Skip to contents

Takes in a data-generating process (DGP), and induces some bias due to omitted variable(s). In other words, this function will generate a design matrix X and response vector y according to the inputted DGP function, but will return a partially missing design matrix, where some variable/feature columns have been omitted.

Usage

omitted_var_dgp(dgp_fun, omitted_vars = 1, ...)

Arguments

dgp_fun

A function that generates data according to some known data-generating process.

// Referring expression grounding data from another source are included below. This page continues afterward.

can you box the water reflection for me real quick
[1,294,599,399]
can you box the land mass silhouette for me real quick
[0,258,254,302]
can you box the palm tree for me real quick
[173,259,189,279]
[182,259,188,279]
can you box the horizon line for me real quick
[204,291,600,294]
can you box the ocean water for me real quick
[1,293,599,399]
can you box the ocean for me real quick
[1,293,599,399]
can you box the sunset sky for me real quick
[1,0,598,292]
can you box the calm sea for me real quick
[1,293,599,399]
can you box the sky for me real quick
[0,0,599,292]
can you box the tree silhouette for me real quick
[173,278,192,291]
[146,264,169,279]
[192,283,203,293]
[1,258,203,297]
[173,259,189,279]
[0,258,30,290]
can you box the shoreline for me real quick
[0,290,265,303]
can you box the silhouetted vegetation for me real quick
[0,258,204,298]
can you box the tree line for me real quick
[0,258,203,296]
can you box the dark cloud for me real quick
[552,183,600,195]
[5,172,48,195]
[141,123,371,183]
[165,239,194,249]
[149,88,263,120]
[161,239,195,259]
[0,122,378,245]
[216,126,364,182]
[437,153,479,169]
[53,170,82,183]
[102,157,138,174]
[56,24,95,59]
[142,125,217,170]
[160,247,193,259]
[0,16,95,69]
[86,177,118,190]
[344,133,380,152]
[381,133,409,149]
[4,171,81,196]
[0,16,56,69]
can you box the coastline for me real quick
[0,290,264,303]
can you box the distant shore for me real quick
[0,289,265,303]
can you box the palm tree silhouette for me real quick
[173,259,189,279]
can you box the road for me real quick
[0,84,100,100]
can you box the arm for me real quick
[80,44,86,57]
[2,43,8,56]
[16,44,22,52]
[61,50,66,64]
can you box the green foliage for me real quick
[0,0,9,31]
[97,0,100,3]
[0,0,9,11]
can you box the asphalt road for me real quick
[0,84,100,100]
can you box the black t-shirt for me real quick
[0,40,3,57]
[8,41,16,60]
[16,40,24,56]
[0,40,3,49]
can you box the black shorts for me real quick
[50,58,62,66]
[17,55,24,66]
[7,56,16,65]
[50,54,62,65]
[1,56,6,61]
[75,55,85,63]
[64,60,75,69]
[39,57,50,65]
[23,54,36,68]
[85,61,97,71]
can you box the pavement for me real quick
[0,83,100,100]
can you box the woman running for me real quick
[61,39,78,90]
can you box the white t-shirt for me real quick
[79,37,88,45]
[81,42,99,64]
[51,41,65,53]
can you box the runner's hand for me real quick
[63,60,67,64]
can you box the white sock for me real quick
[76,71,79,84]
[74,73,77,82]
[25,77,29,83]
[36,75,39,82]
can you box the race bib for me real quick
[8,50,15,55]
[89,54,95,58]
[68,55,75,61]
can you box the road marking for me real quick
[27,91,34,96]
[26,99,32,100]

This function should return an object of the same format as the output of return_DGP_output().

omitted_vars

A vector of indices or column names corresponding to columns in X that should be omitted.

...

Additional arguments to pass to dgp_fun().

Value

The returned object has the same format as the output of dgp_fun(), except that specified variables, given by omitted_vars, have been omitted from the X component and the support (if applicable).

Examples

# generate data from a linear gaussian DGP with the first variable missing
dgp_out <- omitted_var_dgp(dgp_fun = linear_gaussian_dgp,
                           n = 100, p_obs = 10, s_obs = 2,
                           omitted_vars = 1)
# or equivalently, (minus the difference in column names)
dgp_out <- linear_gaussian_dgp(n = 10, p_obs = 9, p_unobs = 1,
                               s_obs = 1, s_unobs = 1)